8. It is then contended that the estimate made by the experts about the life of the textile machinery was consistent with the period of 15 years allowed for the rehabilitation of textile machinery be the Labour Appellate Tribunal which evolved the formula in the case of the Mill Owners' Association, Bombay v. The Rashtriya Mill Mazdoor Sangh, Bombay [1950] L.L.J. 1247. The argument is that since 15 years' period was allowed for rehabilitating the machinery, that should be taken to the normal estimate about the life of the machinery. On the other hand, it is urged by the respondents that 15 years' period was allowed by the Labour Appellate Tribunal in the case of The Mill Owners Association [1950] L.L.J. 1247 even though the machinery was more than 25 years old and that would suggest that the life of the machinery is 40 years. We are not prepared to accept either argument because, in our opinion, the life of the machinery in every case has to be determined in the light of evidence adduced by the parties. What the Labour Appellate Tribunal did in the case of The Mill Owners' Association [1950] L.L.J. 1247 was to adopt an ad hoc basis for allowing rehabilitation within 15 years because it was obvious, and indeed not disputed, that the textile machinery with which the Tribunal was dealing had become obsolescent and very badly needed rehabilitation. Indeed, it was because of this admitted position, that the problem of rehabilitation assumed an important place in the discussion before the Tribunal when it evolved the formula. Therefore, from the decision in the case of The Mill Owners' Association [1950] L.L.J. 1247 no rule can be safely evolved as to the probable life of the textile machinery.

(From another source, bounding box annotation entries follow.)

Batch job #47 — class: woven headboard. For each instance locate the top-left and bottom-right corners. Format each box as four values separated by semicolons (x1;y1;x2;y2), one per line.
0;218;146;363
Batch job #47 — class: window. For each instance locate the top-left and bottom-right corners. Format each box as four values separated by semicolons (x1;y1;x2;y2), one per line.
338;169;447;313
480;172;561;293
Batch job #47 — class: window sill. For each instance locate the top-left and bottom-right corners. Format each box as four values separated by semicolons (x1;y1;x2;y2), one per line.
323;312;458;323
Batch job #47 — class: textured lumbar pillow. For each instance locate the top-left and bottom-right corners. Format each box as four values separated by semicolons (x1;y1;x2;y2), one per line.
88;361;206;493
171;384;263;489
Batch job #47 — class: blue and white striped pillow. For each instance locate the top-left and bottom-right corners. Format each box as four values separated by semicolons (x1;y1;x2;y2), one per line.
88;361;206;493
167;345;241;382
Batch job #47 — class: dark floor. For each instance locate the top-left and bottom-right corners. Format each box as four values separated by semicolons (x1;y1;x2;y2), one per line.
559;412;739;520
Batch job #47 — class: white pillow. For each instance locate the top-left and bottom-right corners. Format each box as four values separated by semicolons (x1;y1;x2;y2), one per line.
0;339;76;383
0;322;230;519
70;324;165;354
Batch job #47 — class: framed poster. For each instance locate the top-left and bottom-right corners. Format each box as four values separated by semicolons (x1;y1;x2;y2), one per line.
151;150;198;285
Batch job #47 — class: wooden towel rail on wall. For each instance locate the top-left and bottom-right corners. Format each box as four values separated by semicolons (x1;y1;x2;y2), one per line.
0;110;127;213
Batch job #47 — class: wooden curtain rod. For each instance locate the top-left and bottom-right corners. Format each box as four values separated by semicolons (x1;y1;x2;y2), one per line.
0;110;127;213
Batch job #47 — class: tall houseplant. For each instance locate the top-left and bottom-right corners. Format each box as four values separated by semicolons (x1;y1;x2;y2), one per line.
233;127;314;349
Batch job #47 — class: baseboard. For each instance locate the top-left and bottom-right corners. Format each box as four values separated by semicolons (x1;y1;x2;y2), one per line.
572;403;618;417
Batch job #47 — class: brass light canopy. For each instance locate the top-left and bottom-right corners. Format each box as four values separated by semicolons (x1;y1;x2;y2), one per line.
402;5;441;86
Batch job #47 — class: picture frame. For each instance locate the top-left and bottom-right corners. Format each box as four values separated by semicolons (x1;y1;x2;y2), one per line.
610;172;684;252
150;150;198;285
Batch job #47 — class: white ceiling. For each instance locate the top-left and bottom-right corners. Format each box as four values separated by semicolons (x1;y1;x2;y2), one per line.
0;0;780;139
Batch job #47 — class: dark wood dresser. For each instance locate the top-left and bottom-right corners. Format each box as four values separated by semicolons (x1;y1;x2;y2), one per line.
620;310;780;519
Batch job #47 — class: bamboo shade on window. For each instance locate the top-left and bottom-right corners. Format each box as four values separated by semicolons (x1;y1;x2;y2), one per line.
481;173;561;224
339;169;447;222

9. An attempt was then made to suggest that the rate of 15 per cent at which depreciation is allowed under s. 10(2)(vi) of the Income-tax Act for machinery which is used in multiple shift would approximate to the estimate of 15 years made by the experts in the present case. But when the actual calculations were made, it was conceded that the rate of 15% at which depreciation is allowed in respect of machinery used under multiple shifts works at 18 years and not 15 years. Therefore, even the argument based on the depreciation rate permitted by the Income-tax Act is of no avail. In conclusion, we confirm the finding of the Tribunal that the estimated life of the textile machinery in question should be taken to be 25 years.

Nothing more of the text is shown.